Israel had withheld the news of Abu Jaber’s arrest from the Palestinians and it was only allowed to be reported just as top Palestinian and Israeli security officials were meeting in Cairo under CIA mediation.

The news was certain to taint the Palestinian Authority, which had until now publicly refrained from attacking targets inside Israel.

Security officials said yesterday that it was not the only attack which is likely linked to Yasser Arafat’s Fatah, but they refused to elaborate. There is suspicion that the Tanzim may have been behind the Netanya bombing last week and the bombing in Hadera last month. Security officials said that the man severely injured in last Monday’s Netanya bombing was definitely the terrorist, and it appeared that the bomb went off prematurely. He is still unconscious and police have not been able to question him.

Briefing reporters in Jerusalem yesterday, the senior security official said there is ”anarchy” in the territories and that Arafat is not fully in control. He said that the Palestinian leader has yet to give an order to calm the unrest, and even if he did, he would find it very difficult to do.

The senior security official said it would take up to two months just to bring the Palestinian security forces into line and another six months to quell the Tanzim street activists.

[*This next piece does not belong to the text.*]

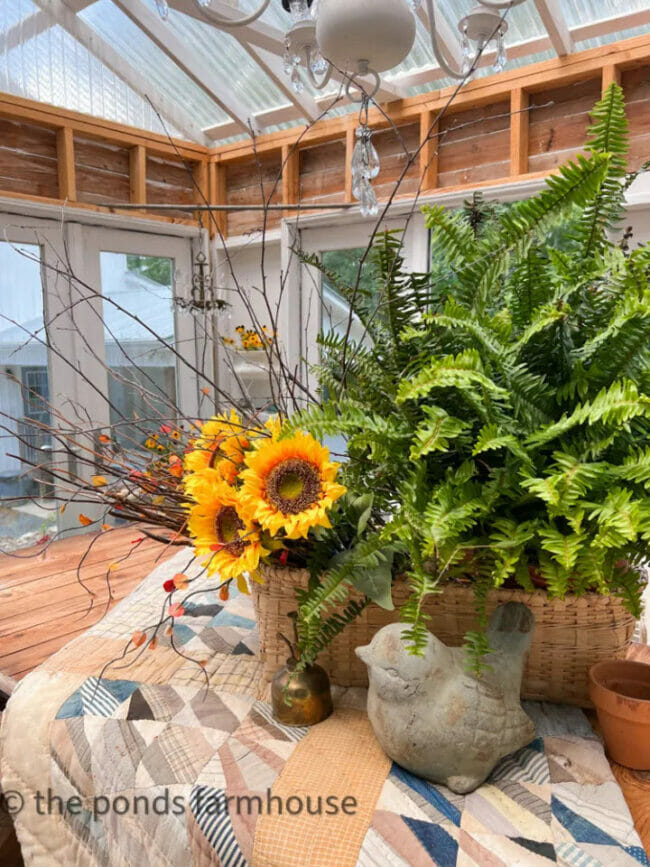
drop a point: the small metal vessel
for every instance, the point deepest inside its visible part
(301, 698)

The Palestinian security apparatus has been rife with ”semi-desertions” and Tanzim who are also serving with the Palestinian police. Senior Israeli security sources said Tanzim involvement in attacks on Israelis is so plentiful that they have intelligence information linking nearly all commanders with either knowledge of attacks or for guiding them.

However, Israel does not have hard evidence linking the three senior Palestinian officials who went to Cairo yesterday with attacks. These are Jabril Rajoub, head of Preventative Security in the West Bank, intelligence chief Amin Hindi, and Mohammed Dahalan, head of Preventative Security in the Gaza Strip.

Israel has so far arrested some 330 Palestinians for either direct or indirect involvement in attacks on Israeli since the unrest began. The vast majority of these are affiliated with Fatah’s Tanzim organization, the senior security source said.

The official added that members of Force 17, Military Intelligence and General Intelligence were also involved in attacks on Israelis and soldiers.

The security services have detected a new phenomenon of what they call ”cocktail cells,” which are made up of members from the Tanzim, Hamas and Islamic Jihad.

These cells tend to be larger than the traditional terror cells, with over a dozen members in each.

Israel hopes that a resumption of security cooperation will come out of the Cairo meeting, being mediated by CIA head George Tenet. The problem is not intelligence, the security source said, the problem is getting to the terrorists to foil their attacks.

Previous relays of intelligence information to the Palestinians with hopes they would move to foil attacks actually caused more damage, the security source said. (Lamia Lahoud contributed to this report.)